Martin Breaks Promise to Restore Education Funding

Canadian Federation of Students, Ottawa, 23 Feb 05

Despite a record surplus, Prime Minister Paul Martin failed to deliver on an election promise to increase core funding for post-secondary education.


“During the election Paul Martin promised to restore core funding by creating a dedicated transfer payment for post-secondary education of $7 to $8 billion,” said George Soule, National Chairperson of the Canadian Federation of Students. “He broke that promise today.”


On June 4, 2004, during a nationally-televised federal election forum, Martin promised that he would divide the Canada Social Transfer to create a separate transfer for post-secondary education of “seven to eight billion dollars.”

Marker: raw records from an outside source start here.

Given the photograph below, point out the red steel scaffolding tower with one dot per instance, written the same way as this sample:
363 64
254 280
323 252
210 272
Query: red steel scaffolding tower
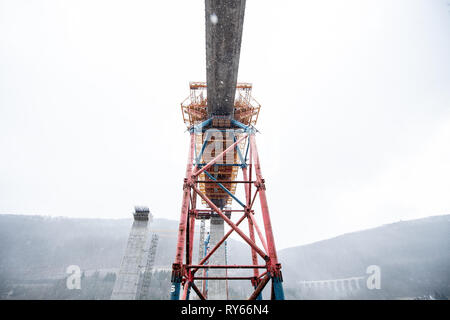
232 147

“With the massive surplus to work with, we believed Martin would at least begin to honour his commitment,” said Soule. “We are shocked that this budget doesn’t provide a single new dollar of core funding.”


Federal funding for post-secondary education was severely cutback in the mid-1990’s when Martin was Finance Minister. As a result of cuts to federal funding, average tuition fees across Canada have increased to over $4000 per year and average student debt currently stands at $25,000.

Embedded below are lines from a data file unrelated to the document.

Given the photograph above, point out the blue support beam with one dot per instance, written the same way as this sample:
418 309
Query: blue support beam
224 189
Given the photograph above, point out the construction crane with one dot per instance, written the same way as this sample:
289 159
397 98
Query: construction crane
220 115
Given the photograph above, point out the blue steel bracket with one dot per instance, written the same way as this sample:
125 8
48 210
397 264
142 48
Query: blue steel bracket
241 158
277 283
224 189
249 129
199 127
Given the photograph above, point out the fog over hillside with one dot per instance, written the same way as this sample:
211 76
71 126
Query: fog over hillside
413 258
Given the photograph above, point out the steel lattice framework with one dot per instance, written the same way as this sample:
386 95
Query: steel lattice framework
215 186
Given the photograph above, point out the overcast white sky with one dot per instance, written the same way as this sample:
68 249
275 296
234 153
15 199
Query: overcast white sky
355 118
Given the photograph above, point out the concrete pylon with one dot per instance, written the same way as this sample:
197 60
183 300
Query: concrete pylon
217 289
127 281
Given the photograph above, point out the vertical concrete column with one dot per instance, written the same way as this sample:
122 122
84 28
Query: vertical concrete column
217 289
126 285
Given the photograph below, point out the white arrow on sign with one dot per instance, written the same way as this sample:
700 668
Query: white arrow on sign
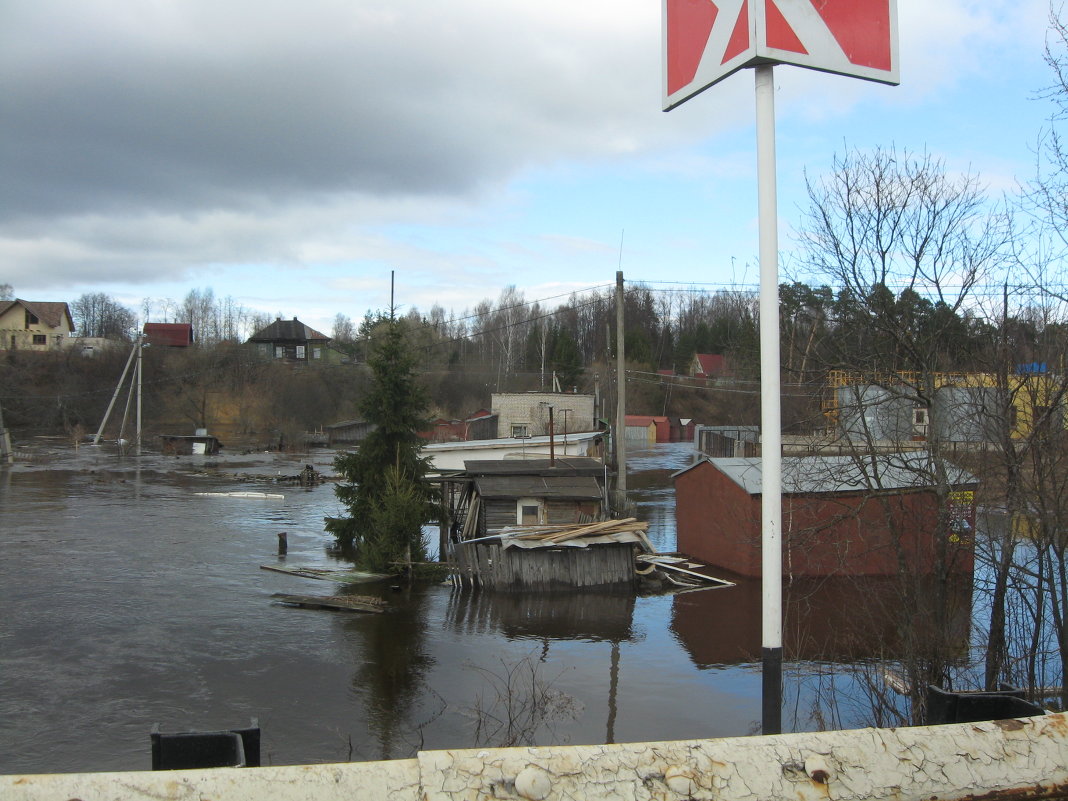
705 41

“Federal funding for post-secondary education is a priority for Canadians,” said Soule, citing a recent Ipsos-Reid poll in which Canadians listed post-secondary education as their first choice for federal spending after health care. “Unfortunately, it is not a priority for the Prime Minister.”


Based on calculations from Statistics Canada’s Youth in Transition Survey, over 50,000 qualified young Canadians are denied access to post-secondary for financial reasons each year. Another recent Statistics Canada study confirmed that Canadians in the top fifth of income are twice as likely to go to university as those in the bottom fifth.